The adoption of technology is a must to keep data safe throughout each stage of its life cycle. Organizations can choose from a plethora of data protection methods such as encryption, tokenization, and masking (to name a few) that they often face difficulty in deciding the right approach. Choosing the correct path requires the decision-maker to be knowledgeable about the given choices. So, let’s break down the following three techniques, the benefits of each, and which solution to opt for:

Encryption

Encryption works by encoding the original data or plaintext with the help of sophisticated algorithms that convert it to unreadable text or ciphertext; a decryption key would be needed to revert to a readable format. Encryption is best suited for unstructured fields or databases that aren’t exchanged regularly or stored in multiple systems. It is used to protect sensitive data such as payment card information (PCI), personally identifiable information (PII), financial account numbers, and more.

Tokenization

Tokenization is similar to encryption, the only difference being that a random generated alphanumeric value, called a token, replaces the original value, whereas in encryption algorithms are applied on plaintext to create ciphertext. In tokenization, the token server stores the relationships between the original and the token values. When a user application needs the original data, the tokenization system looks up the token value to retrieve it. This method is mostly used to protect sensitive data in payment processing systems, such as credit card information.

Masking

Masking has various approaches ranging from simple to complex based on the organization’s use case. A simple method is to replace the real data with null or constant values. A slightly sophisticated approach would be to mask the data in a way that retains the identity of the original data to preserve its analytical value. This approach ensures the efficient use of masked data for analysis without the fear of leaking private information.

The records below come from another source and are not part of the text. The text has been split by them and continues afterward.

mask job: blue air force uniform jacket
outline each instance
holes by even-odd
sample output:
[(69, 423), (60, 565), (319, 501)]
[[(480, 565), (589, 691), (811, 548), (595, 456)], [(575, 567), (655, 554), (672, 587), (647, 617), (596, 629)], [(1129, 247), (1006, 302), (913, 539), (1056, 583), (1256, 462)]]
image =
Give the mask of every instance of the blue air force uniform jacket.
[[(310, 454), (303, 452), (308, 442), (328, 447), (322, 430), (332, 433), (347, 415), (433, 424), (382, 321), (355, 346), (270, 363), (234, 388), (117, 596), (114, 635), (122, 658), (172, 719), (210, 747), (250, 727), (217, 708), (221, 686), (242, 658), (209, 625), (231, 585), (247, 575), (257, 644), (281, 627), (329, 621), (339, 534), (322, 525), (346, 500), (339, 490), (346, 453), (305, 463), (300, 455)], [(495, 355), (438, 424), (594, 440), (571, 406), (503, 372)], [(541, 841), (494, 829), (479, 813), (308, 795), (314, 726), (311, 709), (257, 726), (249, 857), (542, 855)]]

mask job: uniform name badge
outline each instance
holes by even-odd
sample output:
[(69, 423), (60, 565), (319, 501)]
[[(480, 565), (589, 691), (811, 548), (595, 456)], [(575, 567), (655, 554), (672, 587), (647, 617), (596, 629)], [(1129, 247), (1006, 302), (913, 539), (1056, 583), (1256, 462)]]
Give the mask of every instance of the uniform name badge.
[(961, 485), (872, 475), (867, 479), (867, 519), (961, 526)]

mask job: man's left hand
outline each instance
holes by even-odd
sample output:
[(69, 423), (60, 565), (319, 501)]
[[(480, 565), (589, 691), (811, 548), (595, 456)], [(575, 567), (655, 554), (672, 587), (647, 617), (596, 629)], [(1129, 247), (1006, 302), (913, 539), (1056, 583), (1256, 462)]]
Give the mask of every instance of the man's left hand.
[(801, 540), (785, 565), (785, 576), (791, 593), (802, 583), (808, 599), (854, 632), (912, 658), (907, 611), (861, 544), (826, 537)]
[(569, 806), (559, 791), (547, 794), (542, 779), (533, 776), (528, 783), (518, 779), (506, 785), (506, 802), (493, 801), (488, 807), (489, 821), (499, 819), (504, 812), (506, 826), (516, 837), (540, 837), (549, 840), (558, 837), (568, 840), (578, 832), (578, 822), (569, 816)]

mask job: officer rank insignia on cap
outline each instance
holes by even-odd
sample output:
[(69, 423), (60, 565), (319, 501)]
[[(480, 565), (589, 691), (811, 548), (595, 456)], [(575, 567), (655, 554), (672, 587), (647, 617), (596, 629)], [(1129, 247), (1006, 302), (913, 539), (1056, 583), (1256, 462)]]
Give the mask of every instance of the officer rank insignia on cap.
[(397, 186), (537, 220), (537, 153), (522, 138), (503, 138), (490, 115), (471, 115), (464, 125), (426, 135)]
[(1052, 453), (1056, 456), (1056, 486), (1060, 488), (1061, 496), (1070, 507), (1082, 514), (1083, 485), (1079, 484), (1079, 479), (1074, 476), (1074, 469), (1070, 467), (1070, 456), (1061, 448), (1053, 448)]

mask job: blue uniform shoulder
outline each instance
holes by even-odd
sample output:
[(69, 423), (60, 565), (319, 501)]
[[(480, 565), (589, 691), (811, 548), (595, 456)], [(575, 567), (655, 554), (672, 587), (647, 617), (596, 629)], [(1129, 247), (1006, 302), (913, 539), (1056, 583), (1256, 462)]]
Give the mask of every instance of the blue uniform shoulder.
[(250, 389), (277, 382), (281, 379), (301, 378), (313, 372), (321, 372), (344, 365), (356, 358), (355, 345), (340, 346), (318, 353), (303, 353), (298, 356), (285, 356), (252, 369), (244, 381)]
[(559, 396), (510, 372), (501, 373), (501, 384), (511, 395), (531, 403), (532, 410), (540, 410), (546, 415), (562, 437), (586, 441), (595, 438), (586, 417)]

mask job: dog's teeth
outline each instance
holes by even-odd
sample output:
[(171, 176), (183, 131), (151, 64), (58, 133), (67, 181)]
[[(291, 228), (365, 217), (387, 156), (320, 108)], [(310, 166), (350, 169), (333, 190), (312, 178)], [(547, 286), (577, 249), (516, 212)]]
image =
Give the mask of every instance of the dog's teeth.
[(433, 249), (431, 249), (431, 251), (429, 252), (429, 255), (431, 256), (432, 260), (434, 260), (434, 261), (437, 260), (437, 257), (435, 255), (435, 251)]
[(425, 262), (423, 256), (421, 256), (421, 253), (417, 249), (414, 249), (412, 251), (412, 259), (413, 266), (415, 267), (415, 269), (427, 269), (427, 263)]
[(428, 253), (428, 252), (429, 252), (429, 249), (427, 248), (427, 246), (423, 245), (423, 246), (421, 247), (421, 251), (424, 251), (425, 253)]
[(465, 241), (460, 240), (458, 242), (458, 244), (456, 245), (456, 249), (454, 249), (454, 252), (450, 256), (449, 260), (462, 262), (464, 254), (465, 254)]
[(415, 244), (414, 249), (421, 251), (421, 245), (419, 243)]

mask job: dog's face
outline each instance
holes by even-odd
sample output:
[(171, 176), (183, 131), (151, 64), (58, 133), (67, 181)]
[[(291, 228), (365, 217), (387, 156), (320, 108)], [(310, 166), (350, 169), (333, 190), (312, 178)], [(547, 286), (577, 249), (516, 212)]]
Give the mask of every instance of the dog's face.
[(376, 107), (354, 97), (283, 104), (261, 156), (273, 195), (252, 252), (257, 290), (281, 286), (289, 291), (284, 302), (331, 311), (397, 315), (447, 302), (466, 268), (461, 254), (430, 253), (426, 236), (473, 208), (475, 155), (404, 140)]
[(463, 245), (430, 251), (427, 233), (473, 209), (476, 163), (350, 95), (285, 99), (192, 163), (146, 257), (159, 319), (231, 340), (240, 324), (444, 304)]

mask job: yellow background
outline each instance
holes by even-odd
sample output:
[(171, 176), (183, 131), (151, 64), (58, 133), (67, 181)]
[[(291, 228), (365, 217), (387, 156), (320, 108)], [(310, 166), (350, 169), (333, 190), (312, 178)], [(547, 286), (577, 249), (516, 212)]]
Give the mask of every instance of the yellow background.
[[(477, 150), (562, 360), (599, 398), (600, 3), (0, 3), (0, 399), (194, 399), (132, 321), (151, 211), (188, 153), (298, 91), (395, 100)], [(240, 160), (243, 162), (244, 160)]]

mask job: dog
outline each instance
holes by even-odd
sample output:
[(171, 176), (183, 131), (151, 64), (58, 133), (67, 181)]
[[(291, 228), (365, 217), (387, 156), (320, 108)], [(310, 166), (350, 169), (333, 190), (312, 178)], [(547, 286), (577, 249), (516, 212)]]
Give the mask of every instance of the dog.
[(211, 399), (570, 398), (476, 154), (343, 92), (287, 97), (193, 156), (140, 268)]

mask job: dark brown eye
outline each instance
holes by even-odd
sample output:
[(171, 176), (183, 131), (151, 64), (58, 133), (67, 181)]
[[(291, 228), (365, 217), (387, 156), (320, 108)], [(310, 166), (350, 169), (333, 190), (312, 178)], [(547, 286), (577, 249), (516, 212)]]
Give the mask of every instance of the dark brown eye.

Broadly speaking, there are two types of masking methods. Permanent scrambling of data which cannot be retrieved once masked is called Static Data Masking (SDM). Masking can also be used to control access to sensitive data based on who the user is. This method, known as Dynamic Data Masking (DDM), allows only authorized users to view the original data, whereas the masked data is shown to unauthorized users. Masking is used to secure non-production and production environments to allow for testing or quality assurance requirements and user-based access without the risk of sensitive data disclosure.

Conclusion

Encryption, tokenization, and masking have been around for a long time now, all having their use-cases. While encryption and tokenization are used to secure data at rest and data in motion, masking is especially beneficial for data in use. When data is continually used for business purposes such as testing and development, encryption or tokenization becomes a complicated process. The user needs to use a key to decrypt the ciphertext or use the token value to retrieve the real data many times to not risk disclosure of sensitive information. Masking addresses this issue wherein the masked data retains the characteristics of the original data, meaning it resembles the original data but is still fictitious. Hence, it is functional for business use cases without compromising sensitive data. Overall, the matter of which solution to opt for depends on the organization’s need. Depending on the use case, a combination of these technologies can also end up being the best way to go about it.